Even casual, off-hand comments like responding to inquiries about how you are doing with “I am fine”, could be used against you. As such, it is always important to keep your guard up and treat every conversation with an adjuster as a legal talk, no matter how friendly the adjuster seems.
2. Putting Time Limits on Settlement Offers
One of the easiest ways for claims adjusters to save insurers money is by getting claimants to accept settlements prematurely. People often receive settlement offers in the very first week following their accidents.
More often than not, this is long before people have had the opportunity to recover. It might be even before they have had the chance to schedule follow-up appointments with their regular doctors or be seen by chiropractors or other medical professionals.
By rushing you into a settlement decision, an adjuster is also putting pressure on your recovery and treatment. Should you require additional medical care or more time away from work, the costs of these things will not be accounted for in your proposition. Even if an early offer sounds good and is available only for a limited time, do not agree to it.
You have the legal right to get all of the treatment you require before discussing a final settlement amount and accepting one. Turning an early offer down does not mean that you will have to settle for less money in the future.
3. Discourage You from Getting an Attorney
Adjusters often discourage claimants from acquiring legal help. Their most common strategy for doing so is by convincing injury victims that the costs of hiring attorneys will diminish their settlement amounts.
When approached with this argument, remember:
- Attorney fees will not be taken from money that is meant for medical bills, lost wages, and pain and suffering. Instead, it will be accounted for separately.
- Hiring an attorney will eliminate the need to have uncomfortable conversations with claims adjusters.
- Statistically, claimants with legal representation receive significantly higher settlement amounts than injury victims who choose to represent themselves.
Winning a personal injury settlement does not always require you to have an attorney. However, you are virtually assured of getting a larger compensation when you pursue a personal injury claim with one on your team.
4. Requesting That You Sign A Release
Claims adjusters often ask injury victims to sign medical release forms. This trick will give them access to all of your medical records. In other words, you may equip them with evidence for settling right away or arguing against your claim.
Signing a medical records release is ill-advised. You can have your medical records released to yourself and determine which portions are relevant to your case. Share the selected information with the adjuster at your discretion.
5. Asking to Record Conversations
Never agree to have your conversations recorded. Recorded conversations can always be used as evidence against you. If adjusters need additional information, they can collect it without first being granted permission to record.

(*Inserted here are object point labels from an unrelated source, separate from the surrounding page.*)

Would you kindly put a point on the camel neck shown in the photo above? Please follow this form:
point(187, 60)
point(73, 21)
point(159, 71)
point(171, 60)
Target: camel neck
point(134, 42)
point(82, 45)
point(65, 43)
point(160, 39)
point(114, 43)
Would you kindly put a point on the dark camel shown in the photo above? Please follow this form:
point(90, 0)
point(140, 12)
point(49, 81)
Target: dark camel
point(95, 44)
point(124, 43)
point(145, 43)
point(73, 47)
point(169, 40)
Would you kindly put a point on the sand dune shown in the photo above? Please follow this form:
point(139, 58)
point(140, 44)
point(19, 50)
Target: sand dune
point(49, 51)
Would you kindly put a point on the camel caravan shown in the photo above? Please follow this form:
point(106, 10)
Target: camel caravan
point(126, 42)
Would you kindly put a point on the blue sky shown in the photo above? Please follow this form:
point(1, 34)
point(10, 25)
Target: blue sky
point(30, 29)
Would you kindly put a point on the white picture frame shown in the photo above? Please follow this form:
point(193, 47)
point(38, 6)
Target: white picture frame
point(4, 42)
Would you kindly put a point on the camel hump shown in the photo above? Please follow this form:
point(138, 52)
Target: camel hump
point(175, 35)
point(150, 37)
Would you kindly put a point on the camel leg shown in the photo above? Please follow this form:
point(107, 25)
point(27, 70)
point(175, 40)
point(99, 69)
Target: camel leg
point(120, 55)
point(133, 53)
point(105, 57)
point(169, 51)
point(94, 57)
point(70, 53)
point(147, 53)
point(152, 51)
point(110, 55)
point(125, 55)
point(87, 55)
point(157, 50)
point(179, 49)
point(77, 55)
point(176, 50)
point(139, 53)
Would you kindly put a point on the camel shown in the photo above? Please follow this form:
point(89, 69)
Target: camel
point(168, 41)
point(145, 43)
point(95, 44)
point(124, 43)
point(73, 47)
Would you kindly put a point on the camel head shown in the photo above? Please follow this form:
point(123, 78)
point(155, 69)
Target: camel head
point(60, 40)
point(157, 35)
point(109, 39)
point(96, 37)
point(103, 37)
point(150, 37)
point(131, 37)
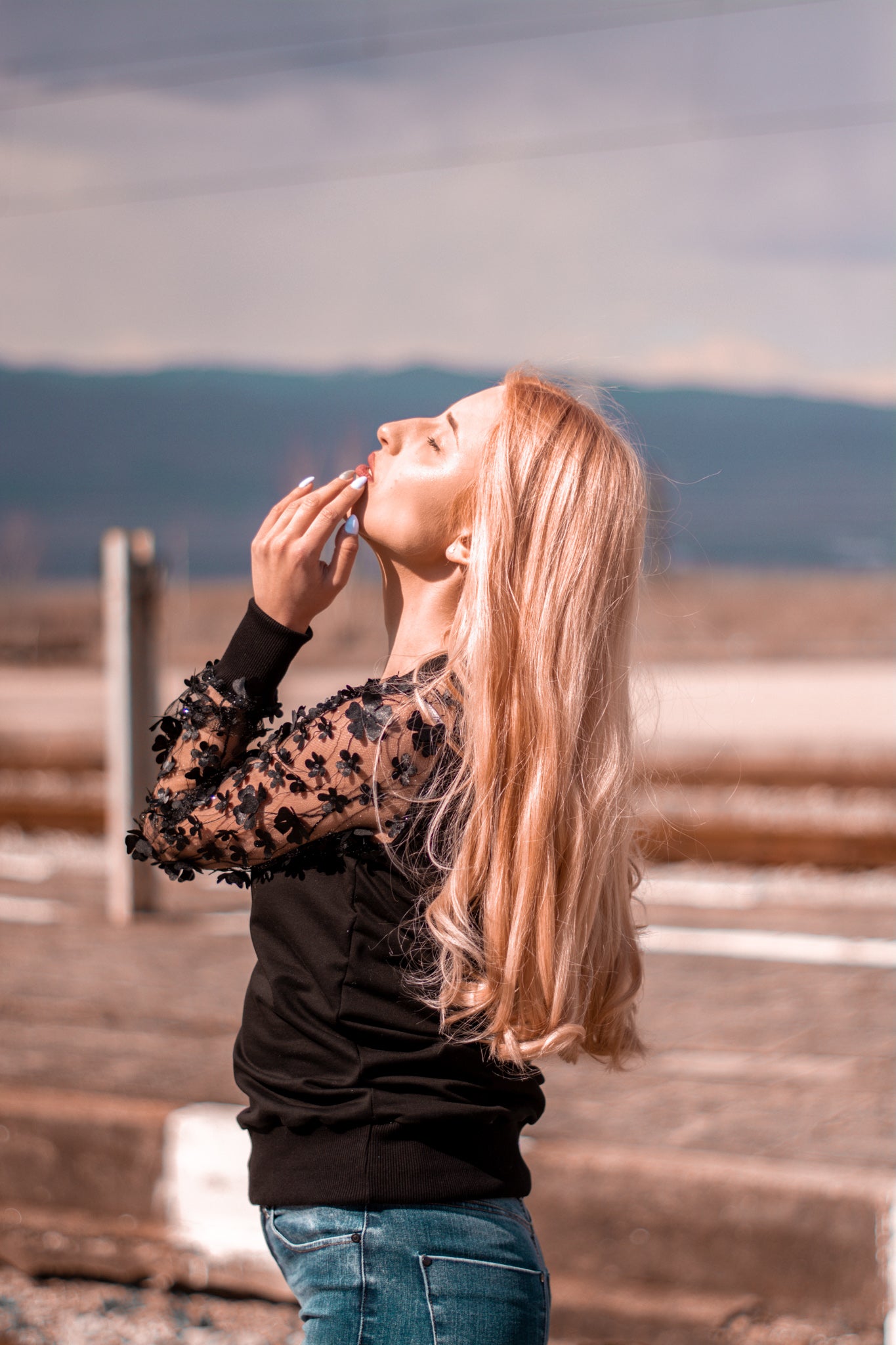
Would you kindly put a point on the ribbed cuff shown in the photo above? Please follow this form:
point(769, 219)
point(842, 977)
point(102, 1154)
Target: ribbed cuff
point(261, 651)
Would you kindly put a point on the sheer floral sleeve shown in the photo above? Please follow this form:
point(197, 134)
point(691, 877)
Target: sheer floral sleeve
point(345, 771)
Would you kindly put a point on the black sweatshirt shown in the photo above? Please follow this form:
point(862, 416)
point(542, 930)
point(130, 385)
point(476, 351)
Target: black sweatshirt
point(354, 1093)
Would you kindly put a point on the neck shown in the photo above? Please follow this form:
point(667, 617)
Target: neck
point(418, 611)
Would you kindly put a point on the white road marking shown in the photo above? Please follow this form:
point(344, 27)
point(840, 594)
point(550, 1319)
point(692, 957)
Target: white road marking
point(730, 887)
point(27, 910)
point(203, 1184)
point(767, 946)
point(756, 1066)
point(226, 921)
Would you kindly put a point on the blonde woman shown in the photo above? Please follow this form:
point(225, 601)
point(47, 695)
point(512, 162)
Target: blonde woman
point(441, 860)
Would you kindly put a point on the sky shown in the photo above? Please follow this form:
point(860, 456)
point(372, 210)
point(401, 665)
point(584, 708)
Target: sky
point(661, 191)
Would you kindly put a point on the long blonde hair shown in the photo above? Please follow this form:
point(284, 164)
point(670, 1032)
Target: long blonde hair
point(530, 921)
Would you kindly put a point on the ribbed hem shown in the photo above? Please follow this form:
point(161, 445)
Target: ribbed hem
point(387, 1165)
point(261, 651)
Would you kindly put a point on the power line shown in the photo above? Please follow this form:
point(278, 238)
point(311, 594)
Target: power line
point(355, 50)
point(625, 139)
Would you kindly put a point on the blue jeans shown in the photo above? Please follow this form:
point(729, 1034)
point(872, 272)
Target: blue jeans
point(468, 1273)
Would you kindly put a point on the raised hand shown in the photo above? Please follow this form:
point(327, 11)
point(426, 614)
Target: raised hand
point(291, 581)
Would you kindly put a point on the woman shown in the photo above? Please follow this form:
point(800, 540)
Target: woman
point(441, 860)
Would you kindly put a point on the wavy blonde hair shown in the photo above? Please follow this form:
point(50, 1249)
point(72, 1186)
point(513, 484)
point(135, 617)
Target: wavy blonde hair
point(530, 923)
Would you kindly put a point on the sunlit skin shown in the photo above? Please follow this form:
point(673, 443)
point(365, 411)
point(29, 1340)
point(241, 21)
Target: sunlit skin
point(403, 514)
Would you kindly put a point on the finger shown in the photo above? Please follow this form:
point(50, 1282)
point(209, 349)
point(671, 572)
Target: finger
point(320, 527)
point(340, 567)
point(308, 505)
point(299, 493)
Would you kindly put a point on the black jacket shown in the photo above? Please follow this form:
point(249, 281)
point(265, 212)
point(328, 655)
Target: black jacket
point(354, 1093)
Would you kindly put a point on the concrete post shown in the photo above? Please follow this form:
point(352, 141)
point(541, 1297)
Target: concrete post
point(131, 591)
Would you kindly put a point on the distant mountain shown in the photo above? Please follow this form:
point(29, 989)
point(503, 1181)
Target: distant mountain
point(200, 455)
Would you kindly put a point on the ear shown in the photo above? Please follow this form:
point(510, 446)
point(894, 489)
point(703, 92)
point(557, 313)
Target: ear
point(458, 550)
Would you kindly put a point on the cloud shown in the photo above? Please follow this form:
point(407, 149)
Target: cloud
point(735, 261)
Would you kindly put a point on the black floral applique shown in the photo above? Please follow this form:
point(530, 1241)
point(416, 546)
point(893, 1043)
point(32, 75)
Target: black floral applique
point(370, 717)
point(403, 768)
point(227, 802)
point(425, 738)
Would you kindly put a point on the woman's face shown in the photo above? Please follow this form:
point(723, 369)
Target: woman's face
point(416, 475)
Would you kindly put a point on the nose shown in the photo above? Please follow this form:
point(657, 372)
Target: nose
point(387, 436)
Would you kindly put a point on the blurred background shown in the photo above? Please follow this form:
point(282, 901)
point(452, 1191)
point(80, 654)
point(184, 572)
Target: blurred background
point(238, 237)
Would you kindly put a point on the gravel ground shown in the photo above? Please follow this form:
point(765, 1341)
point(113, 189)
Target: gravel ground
point(75, 1312)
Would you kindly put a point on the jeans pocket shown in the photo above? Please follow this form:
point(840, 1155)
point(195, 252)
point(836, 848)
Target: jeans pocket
point(308, 1229)
point(488, 1302)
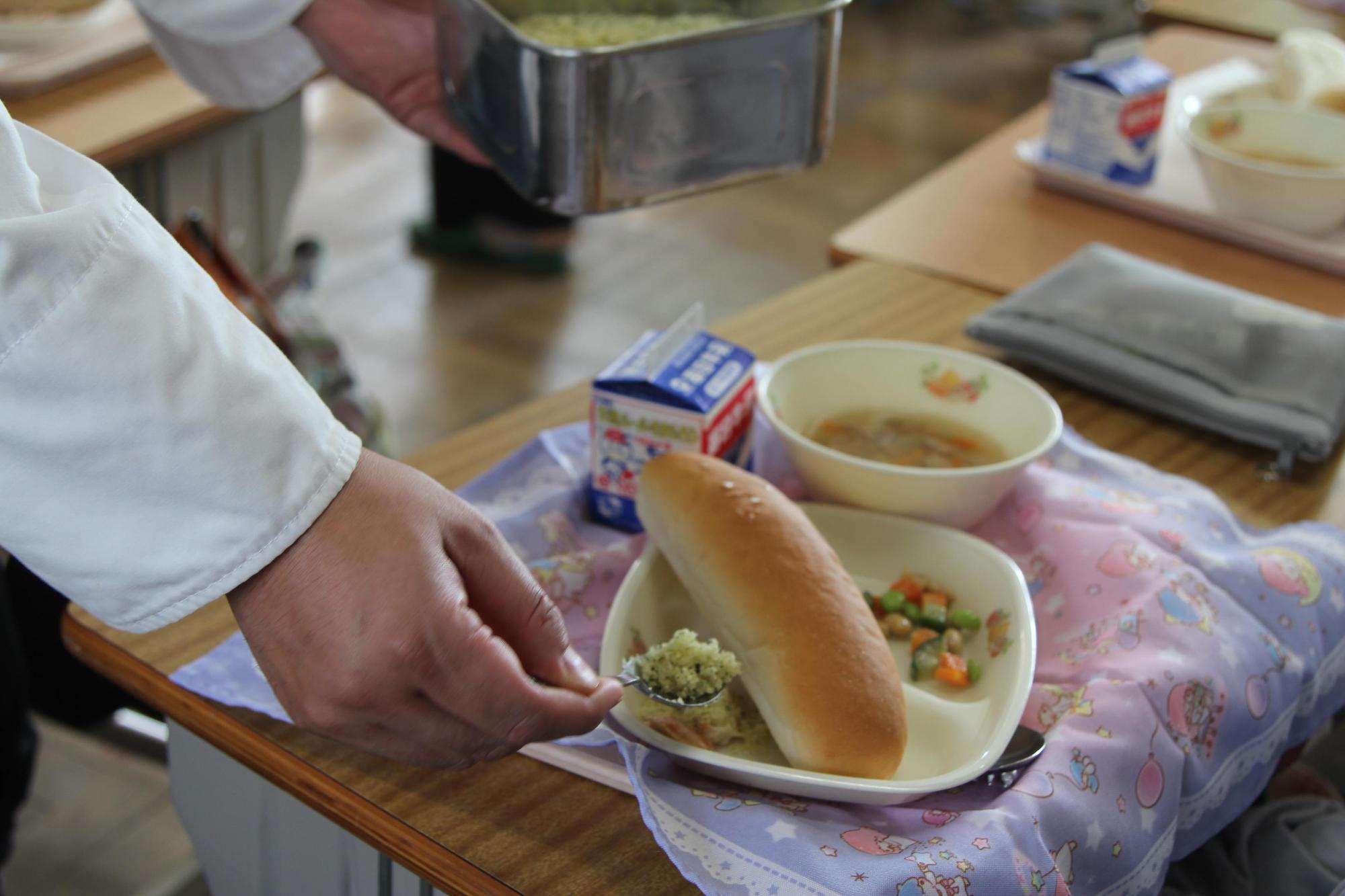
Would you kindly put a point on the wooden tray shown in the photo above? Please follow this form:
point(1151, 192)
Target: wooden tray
point(1178, 196)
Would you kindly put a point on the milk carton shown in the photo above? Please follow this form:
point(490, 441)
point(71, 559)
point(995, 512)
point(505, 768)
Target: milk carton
point(1106, 114)
point(681, 389)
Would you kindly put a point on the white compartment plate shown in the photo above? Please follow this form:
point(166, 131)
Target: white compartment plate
point(954, 735)
point(1178, 196)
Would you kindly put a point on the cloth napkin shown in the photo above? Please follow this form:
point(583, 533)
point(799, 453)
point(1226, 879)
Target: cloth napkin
point(1258, 370)
point(1180, 654)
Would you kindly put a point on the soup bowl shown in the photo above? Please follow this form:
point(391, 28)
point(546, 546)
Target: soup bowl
point(918, 380)
point(1247, 157)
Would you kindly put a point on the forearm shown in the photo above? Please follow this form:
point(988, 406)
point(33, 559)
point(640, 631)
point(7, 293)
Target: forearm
point(240, 53)
point(155, 448)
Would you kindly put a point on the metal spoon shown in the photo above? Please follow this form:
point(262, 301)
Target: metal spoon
point(630, 677)
point(1024, 748)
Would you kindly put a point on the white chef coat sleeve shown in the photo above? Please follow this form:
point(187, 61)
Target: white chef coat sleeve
point(157, 450)
point(245, 54)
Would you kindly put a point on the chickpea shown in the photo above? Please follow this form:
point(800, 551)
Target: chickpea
point(953, 641)
point(896, 626)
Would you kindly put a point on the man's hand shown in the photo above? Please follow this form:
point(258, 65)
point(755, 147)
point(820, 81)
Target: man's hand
point(388, 49)
point(403, 623)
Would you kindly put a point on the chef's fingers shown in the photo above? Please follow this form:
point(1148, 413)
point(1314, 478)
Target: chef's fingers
point(485, 684)
point(506, 596)
point(432, 124)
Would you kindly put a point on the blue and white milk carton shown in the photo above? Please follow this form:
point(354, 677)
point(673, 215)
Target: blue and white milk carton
point(681, 389)
point(1106, 114)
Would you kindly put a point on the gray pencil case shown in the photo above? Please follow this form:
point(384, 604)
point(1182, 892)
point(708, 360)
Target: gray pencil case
point(1225, 360)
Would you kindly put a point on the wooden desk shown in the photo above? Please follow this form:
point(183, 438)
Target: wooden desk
point(124, 114)
point(518, 825)
point(981, 220)
point(1253, 18)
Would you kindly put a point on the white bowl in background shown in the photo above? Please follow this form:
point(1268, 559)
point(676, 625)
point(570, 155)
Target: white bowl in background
point(1304, 200)
point(907, 377)
point(954, 736)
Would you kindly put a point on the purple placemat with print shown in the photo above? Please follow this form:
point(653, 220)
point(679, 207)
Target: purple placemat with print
point(1180, 654)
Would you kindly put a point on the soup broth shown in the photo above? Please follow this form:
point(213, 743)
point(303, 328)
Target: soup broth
point(909, 440)
point(1285, 159)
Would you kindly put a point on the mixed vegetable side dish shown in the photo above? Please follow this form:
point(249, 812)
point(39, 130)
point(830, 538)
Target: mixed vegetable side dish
point(594, 30)
point(913, 610)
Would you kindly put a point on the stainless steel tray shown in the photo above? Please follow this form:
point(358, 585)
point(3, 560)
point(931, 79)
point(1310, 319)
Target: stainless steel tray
point(587, 131)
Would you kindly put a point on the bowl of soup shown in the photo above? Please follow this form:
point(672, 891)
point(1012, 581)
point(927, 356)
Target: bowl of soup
point(1281, 166)
point(909, 428)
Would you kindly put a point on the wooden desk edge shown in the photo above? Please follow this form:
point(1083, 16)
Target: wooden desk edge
point(443, 868)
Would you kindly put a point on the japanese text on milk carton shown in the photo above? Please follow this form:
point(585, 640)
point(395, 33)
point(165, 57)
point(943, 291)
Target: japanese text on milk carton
point(681, 389)
point(1106, 114)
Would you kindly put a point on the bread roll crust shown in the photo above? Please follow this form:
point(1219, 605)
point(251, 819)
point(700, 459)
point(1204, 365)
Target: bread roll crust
point(814, 659)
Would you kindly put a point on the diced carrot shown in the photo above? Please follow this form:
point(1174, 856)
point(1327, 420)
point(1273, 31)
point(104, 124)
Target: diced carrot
point(953, 670)
point(922, 635)
point(909, 587)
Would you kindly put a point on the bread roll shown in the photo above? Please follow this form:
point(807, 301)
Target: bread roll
point(813, 655)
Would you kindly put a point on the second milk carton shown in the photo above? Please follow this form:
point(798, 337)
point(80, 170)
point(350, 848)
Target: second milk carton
point(1106, 114)
point(683, 389)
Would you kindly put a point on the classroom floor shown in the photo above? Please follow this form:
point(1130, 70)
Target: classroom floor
point(447, 345)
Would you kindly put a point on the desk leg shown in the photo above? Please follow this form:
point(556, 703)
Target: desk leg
point(240, 175)
point(255, 840)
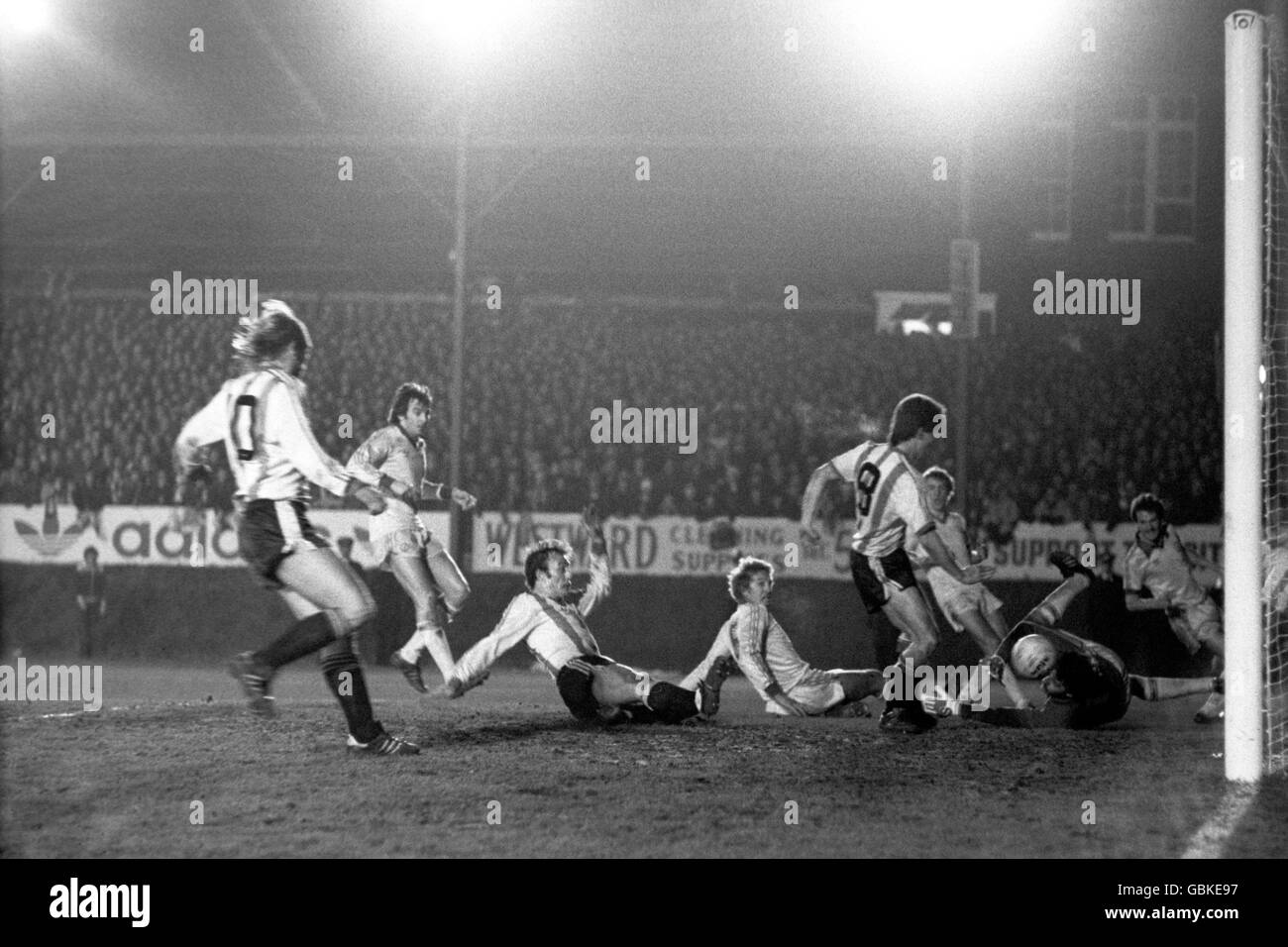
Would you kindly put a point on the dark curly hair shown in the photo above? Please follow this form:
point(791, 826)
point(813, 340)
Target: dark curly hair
point(403, 397)
point(271, 333)
point(741, 575)
point(536, 557)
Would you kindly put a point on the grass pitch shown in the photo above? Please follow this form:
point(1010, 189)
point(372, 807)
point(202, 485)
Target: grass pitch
point(174, 766)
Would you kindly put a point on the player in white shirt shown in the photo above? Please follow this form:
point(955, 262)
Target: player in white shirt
point(273, 457)
point(967, 607)
point(763, 651)
point(550, 618)
point(1158, 561)
point(1070, 682)
point(889, 505)
point(395, 457)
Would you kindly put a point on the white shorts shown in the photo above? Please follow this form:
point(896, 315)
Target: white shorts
point(1203, 620)
point(819, 692)
point(956, 599)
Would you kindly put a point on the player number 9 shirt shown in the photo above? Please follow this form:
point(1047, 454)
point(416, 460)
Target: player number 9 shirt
point(888, 497)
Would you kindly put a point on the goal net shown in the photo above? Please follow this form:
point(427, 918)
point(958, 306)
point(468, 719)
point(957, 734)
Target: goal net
point(1256, 398)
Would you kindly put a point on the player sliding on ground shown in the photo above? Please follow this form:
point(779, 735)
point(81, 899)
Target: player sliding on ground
point(889, 505)
point(967, 607)
point(1052, 678)
point(763, 651)
point(395, 458)
point(552, 618)
point(270, 450)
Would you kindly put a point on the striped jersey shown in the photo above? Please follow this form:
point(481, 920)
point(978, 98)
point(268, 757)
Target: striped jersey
point(270, 446)
point(554, 630)
point(888, 497)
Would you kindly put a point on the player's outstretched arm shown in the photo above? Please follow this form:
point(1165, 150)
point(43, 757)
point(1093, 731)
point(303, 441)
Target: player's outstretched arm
point(939, 556)
point(600, 578)
point(818, 479)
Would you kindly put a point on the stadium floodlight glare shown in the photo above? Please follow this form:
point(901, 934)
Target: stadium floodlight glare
point(465, 27)
point(24, 17)
point(949, 42)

6. Calling When You’re Under the Influence of Pain Medication
Adjusters know that many claimants are taking prescription pain medications throughout the formative stages of the recovery process. Not surprisingly, this is when they call most frequently.
When you are under the influence of pain medications, you might not have the ability to think clearly, respond thoughtfully, and consider how each of your answers might ultimately impact your settlement outcome.
The good news is that you are never required to answer or return an adjuster’s calls right away. Instead, let adjusters leave detailed messages about why they are calling and then respond at a time that is right for you.
Don’t Play Their Games
Although insurance adjusters are well-versed in highly effective tactics for negotiating lower settlement amounts, there are several things you can do to protect yourself when dealing with them. Most importantly, do not answer calls when you are not ready to take them, and do not be fooled by a charming demeanor.
To optimize your chances of winning and getting fair compensation for your losses, you should also consider hiring a reputable attorney.